July 13, 2007
Reuters/NY Times Photog Killed in Iraq
A case of an innocent journalist tragically killed in the haze of war? Or is something else going on here?
Namir Noor-Eldeen, a stringer for Reuters and for the New York Times, and his driver Saeed Chmagh, were killed by U.S. forces yesterday in Iraq.
Jemime Kiss, in this Guardian piece, claims that Namir Noor-Eldeen was killed by "friendly fire". But is there any evidence to suggest that local Reuters stringers have every been "friendly" to the U.S. military?
The facts in the case really aren't very clear. The Iraqi police are saying that the Reuters photog and his driver were killed by a "random American bombardment". But, to be honest, I wouldn't trust an Iraqi police report any more than I would a Reuters stringer.
Why? Because however the two were killed, this much is certain: U.S. troops were battling Iraqi police and a police lieutenant involved in the battle has been arrested for ties to Iranian backed Shiite insurgents.
Reuters is trying to frame the story as if the Americans, as usual, are busy in Iraq randomly shooting anyone and everyone on the streets.
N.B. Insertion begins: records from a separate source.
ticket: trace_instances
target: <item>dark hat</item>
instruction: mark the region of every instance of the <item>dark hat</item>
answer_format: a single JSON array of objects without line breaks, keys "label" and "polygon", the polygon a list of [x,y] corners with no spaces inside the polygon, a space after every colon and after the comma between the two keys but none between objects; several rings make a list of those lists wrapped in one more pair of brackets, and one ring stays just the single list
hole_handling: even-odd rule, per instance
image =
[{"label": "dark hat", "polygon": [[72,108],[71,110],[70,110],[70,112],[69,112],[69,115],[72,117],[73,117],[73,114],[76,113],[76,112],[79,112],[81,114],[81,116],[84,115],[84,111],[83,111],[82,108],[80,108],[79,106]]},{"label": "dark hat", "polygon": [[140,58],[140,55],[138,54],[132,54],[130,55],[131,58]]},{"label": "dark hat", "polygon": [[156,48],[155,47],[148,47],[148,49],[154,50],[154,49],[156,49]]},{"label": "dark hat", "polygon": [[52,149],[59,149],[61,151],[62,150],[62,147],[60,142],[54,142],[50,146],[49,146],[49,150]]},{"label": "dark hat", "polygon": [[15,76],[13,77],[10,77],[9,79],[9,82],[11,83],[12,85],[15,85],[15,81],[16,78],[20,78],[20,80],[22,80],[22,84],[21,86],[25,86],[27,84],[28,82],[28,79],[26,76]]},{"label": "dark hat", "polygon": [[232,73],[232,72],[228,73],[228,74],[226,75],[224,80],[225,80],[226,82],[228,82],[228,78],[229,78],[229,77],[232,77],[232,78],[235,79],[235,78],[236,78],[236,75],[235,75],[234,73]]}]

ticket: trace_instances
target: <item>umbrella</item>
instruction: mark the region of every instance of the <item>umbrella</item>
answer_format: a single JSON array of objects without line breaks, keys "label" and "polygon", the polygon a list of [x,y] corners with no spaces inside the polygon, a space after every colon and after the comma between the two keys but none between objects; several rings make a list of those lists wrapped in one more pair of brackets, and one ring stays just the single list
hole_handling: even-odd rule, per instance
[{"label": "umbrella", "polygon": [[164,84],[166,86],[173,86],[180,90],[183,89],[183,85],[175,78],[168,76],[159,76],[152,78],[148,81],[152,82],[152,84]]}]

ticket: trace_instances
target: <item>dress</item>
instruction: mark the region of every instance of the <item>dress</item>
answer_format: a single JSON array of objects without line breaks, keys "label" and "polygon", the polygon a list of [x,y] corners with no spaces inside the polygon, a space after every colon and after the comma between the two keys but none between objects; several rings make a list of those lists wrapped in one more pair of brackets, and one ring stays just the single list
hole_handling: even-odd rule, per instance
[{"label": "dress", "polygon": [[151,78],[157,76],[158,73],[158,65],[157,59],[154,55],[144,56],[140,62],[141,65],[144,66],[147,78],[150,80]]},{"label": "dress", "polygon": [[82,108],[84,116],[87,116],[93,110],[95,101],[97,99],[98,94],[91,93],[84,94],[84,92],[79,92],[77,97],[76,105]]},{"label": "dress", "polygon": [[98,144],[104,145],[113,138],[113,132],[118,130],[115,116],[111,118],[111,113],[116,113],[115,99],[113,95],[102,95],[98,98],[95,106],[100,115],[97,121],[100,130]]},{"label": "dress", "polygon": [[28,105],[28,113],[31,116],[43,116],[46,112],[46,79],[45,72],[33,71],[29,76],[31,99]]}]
And journalists are busy decrying yet another death of a journalist in Iraq.
But they fail to mention that stringers often have at least some working relationship to insurgents.
They also fail to mention that insurgents generally film their own attacks. Dozens of these videos are released weekly. Any one on the scene of a battle with a camera who is not embedded with U.S. troops should be considered an enemy combatant.
This is why the Geneva Conventions are so clear about armed combatants wearing clearly identifiable markings--so that innocent civilians don't get killed. When was the last time Reuters noted to readers that every insurgent group in Iraq breaks the Geneva Conventions every time it tries to blend in with the local population? It is the insurgents, not the U.S. or its allies, that are responsible for the deaths of civilians in Iraq.
The "report" obtained by Reuters alleging the random killing of the photographer was from "the closest station to the scene". But wouldn't one also assume that the police Lieutenant and Iraqi police killed by the U.S. were from that same station because of its proximity.
What kind of photos did Noor-Eldeen take? Hmmmm, it's almost like I've seen this photo before, somewhere.
A charred copy of the Koran lies in the wreckage, at the scene of a car bomb attack, in Baghdad, April 24, 2006. (Namir Noor-Eldeen/Reuters)
Question: Have the Zionist-Crusaders perfected the "Koran seeking bomb", or what?
And this one, seems, eerily familiar as well.......
A man walks inside a burnt Sunni mosque in Baghdad, February 23, 2006. (Namir Noor-Eldeen/Reuters)
Death is always a tragedy for the loved ones and friends of the deceased. But why is it that Reuters nearly always chooses to frame deaths in Iraq as if the U.S. was responsible and not the insurgents or terrorists? Could it be that Reuters places blame on the U.S. for nearly every tragedy because placing blame on the insurgents and Islamist terrorists hits closer to home?
UPDATE: How did Namir Noor-Eldeen get this shot?
"A masked insurgent carries a police flak jacket and rocket propelled grenade launcher after a police station was attacked in Mosul November 11, 2004."